Gazetecilik, yerini propagandaya ve tetikçiliğe bıraktı.
Basın özgürlüğü yavaş yavaş ortadan kaldırıldı.
Gazeteciler hukuka aykırı şekilde tutuklandı, aylarca yıllarca cezaevinde tutuldu. Mahkûm edildi. Sosyal medyada attıkları mesajlar nedeniyle gözaltına alınıp tutuklandı.
Önce basına korku salındı.
Sonra uygulama muhalif vatandaşlara yayıldı.
Şimdi sırada bu koşullarda bile özgür gazetecilik yapmaya çalışan bir avuç gazeteciye ve basın yayın organına geldi.
Çok zor koşullarda ancak dayanışmayla ayakta kalmaya çalışan televizyonlar, gazeteciler susturulmaya çalışıyor.
Halk TV, Tele1, KRT, Cumhuriyet, Sözcü, Yeniçağ, Evrensel, Birgün gibi.
RTÜK ve Basın İlân Kurumu da gazeteler üzerinde ağır baskı ve sansür uyguluyor.
RTÜK son olarak Halk TV, Tele1, KRT ve Flash Haber TV’ye üst sınırdan para cezası verdi.
Nedeni, bu televizyonların CHP Lideri Kemal Kılıçdaroğlu’nun TÜRGEV, ENSAR ve TÜRKEN vakıfları hakkında yaptığı açıklama ve ortaya attığı “kaçış planı” iddiası.

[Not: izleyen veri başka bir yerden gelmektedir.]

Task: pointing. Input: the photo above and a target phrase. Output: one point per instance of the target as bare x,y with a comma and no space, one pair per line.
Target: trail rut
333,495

Televizyonların, Kılıçdaroğlu’nun iddialarını doru olup olmadığını araştırmadan yayınlamış olmaları!
Ana muhalefet liderinin basın toplantıları, demeçleri, televizyon, miting konuşmaları, video yayınları, yazılı açıklamaları, grup konuşmaları dünyanın her yerinde haberdir. Haber değeri taşır. Canlı yayın koşulları varsa canlı yayınlanır.
Demokrasilerde bu tartışılmaz biçimde böyledir.
Hangi çizgide olursa olsun basın yayın organları ana muhalefet liderinin de diğer liderlerin de sözlerini haber yaparlar.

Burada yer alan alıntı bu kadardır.